Preparing for Possible Changes in Employment Laws

The elections are over and it is clear that with the Democrats in charge of the White House and Congress, things are going to change. Whether you celebrate or mourn that fact, if you are a business owner or manager, you need to prepare your business for some of those changes.

There are a number of laws affecting employers that have a good chance of passing after the new government takes office in January. These include:

  • The Employment Nondiscrimination Act, which would amend Title VII to add sexual orientation as a protected class, much like religion, age, national origin, race, disability and gender. President-Elect Obama’s transition team has already added sexual orientation as a protected class in their hiring, along with gender identity.
  • The Fair Pay Act, which will negate a 2007 U.S. Supreme Court decision that substantially crippled the filing of any Equal Pay Act claims by imposing a draconian statute of limitations. The Fair Pay Act would again ensure that women are paid the same rate as a man for performing a job that requires the same skill, effort, responsibility and working conditions.
  • The Healthy Families Act, which will require employers with 15 or more names on the payroll to provide full-time employees with 7 or more days of paid sick leave per year. This would be the first paid leave ever required of employers by the federal government. Obama and Vice-President-Elect Joe Biden cosponsored this bill while they were in the Senate, so passage of this act or a similar one is likely.
  • The Equal Remedies Act and Civil Rights Act, which could remove the current caps on damages in discrimination cases and prohibit the employer from making the employee agree to arbitrate these claims before the dispute arises.
  • The Employee Misclassification Prevention Act, which would raise the penalties for employers who call their employees “contract labor” or “independent contractors” to avoid paying taxes and benefits on their workers.
  • The Occupational Safety and Health Administration is expected begin enforcing ergonomic regulations that were written during the Clinton years. These regulations would affect white-collar workplaces that have seldom had OSHA on their radars at all.

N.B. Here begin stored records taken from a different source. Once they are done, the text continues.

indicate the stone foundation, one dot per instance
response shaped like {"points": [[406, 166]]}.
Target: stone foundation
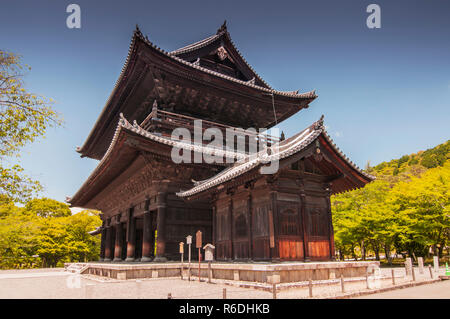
{"points": [[263, 273]]}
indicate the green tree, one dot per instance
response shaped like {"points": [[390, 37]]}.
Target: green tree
{"points": [[24, 117], [46, 207]]}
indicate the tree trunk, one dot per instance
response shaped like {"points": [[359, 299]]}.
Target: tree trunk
{"points": [[353, 253], [363, 250], [387, 254]]}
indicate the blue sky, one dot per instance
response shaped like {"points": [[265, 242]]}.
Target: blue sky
{"points": [[384, 92]]}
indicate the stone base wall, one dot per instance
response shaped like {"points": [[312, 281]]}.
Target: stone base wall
{"points": [[263, 273]]}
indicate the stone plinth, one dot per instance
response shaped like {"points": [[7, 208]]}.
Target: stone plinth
{"points": [[252, 272]]}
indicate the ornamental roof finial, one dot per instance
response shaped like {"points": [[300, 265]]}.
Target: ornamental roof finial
{"points": [[223, 27], [319, 123], [137, 30]]}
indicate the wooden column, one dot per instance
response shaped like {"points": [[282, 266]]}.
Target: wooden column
{"points": [[230, 211], [131, 236], [330, 224], [108, 241], [119, 239], [304, 225], [214, 223], [147, 234], [249, 224], [275, 254], [102, 242], [160, 228]]}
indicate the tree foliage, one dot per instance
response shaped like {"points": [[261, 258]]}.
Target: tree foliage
{"points": [[45, 234], [24, 117], [407, 209]]}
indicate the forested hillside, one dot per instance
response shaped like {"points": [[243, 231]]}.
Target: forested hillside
{"points": [[406, 210]]}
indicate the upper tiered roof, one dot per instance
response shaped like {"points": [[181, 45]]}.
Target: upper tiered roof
{"points": [[348, 175], [208, 79]]}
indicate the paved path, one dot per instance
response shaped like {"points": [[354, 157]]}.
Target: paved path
{"points": [[55, 283], [439, 290]]}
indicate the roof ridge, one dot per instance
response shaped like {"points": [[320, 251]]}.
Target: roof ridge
{"points": [[307, 95], [299, 141]]}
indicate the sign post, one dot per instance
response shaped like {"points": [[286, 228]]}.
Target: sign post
{"points": [[189, 242], [156, 241], [182, 252], [209, 257], [198, 244]]}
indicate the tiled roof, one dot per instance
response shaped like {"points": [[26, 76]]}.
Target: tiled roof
{"points": [[292, 94]]}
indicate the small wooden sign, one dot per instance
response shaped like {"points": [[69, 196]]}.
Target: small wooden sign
{"points": [[271, 231], [198, 239], [209, 252], [181, 247]]}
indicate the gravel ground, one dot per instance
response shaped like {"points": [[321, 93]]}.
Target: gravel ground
{"points": [[55, 283]]}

Many other laws affecting employers are expected to be introduced and passed while the Democrats are in power for at least the next two years. That information should light a fire under you to audit your employment practices now to make sure that they are currently compliant and as forward-thinking as possible.

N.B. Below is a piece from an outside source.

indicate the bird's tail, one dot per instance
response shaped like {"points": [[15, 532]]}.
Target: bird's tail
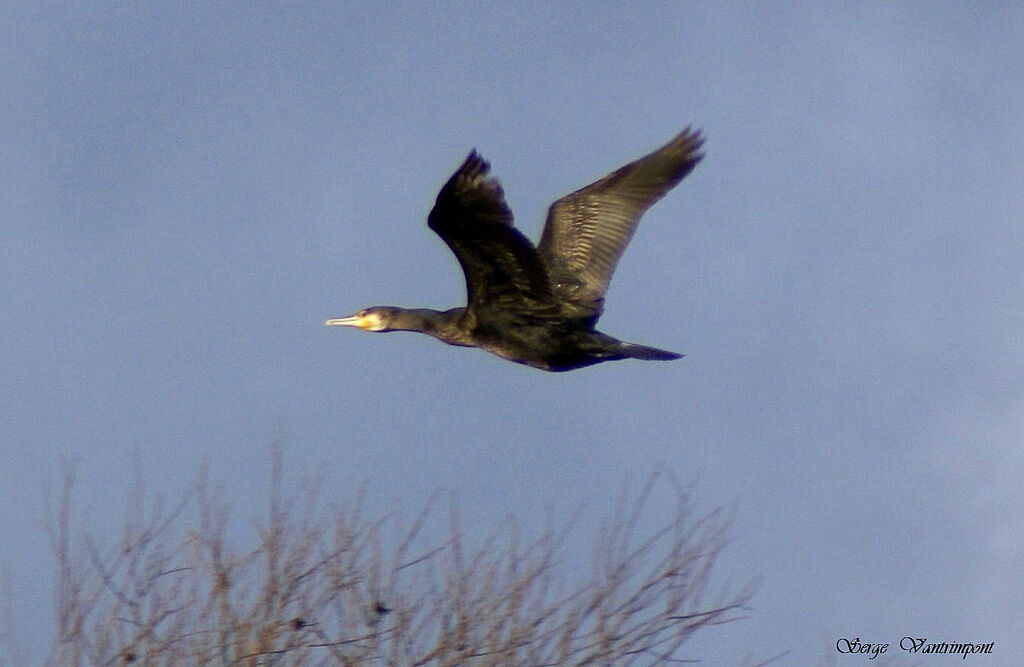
{"points": [[634, 350]]}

For example, take a look at your pay policies. Are women in your workplace paid less than similarly qualified men? Do you pay anyone on a “contract labor” basis?

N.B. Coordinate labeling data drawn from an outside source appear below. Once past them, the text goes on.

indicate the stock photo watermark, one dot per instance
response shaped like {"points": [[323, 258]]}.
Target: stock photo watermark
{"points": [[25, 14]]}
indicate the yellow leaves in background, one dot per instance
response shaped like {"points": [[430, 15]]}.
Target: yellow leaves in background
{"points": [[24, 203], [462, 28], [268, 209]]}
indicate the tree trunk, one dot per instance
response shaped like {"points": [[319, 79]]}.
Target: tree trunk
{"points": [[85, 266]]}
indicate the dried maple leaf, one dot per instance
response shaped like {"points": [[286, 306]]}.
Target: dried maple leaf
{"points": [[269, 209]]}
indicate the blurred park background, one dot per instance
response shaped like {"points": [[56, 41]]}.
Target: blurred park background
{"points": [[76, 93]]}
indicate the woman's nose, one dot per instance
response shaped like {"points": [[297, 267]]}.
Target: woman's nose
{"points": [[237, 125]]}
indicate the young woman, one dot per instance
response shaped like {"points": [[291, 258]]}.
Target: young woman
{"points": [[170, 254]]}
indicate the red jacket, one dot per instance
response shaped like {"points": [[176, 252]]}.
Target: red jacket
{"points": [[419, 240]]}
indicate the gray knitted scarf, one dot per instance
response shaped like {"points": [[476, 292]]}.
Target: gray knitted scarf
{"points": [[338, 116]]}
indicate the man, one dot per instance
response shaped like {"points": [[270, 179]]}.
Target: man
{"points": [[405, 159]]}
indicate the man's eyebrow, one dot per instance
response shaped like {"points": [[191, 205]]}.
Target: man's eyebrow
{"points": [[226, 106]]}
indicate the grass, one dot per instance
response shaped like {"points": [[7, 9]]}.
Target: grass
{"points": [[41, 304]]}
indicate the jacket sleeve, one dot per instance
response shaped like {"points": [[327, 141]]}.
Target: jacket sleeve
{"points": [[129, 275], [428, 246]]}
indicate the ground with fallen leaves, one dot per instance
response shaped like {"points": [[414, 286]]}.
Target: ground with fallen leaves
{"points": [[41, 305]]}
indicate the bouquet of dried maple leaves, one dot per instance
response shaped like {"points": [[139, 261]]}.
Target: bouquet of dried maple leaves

Do you shy away from hiring anyone that “seems gay”? Do you fire in haste or anger without clearly documenting all of the nondiscriminatory reasons? Do you rely on an arbitration agreement that you force all of your employees to sign and think that agreement will protect you from a runaway jury?

If you answered any of these questions “yes” or if you suspect any of your other employment practices may be questionable, this is the time to have someone knowledgeable about employment law conduct an audit of your practices and policies to correct the mistakes you are making now and to prepare for the changes to come.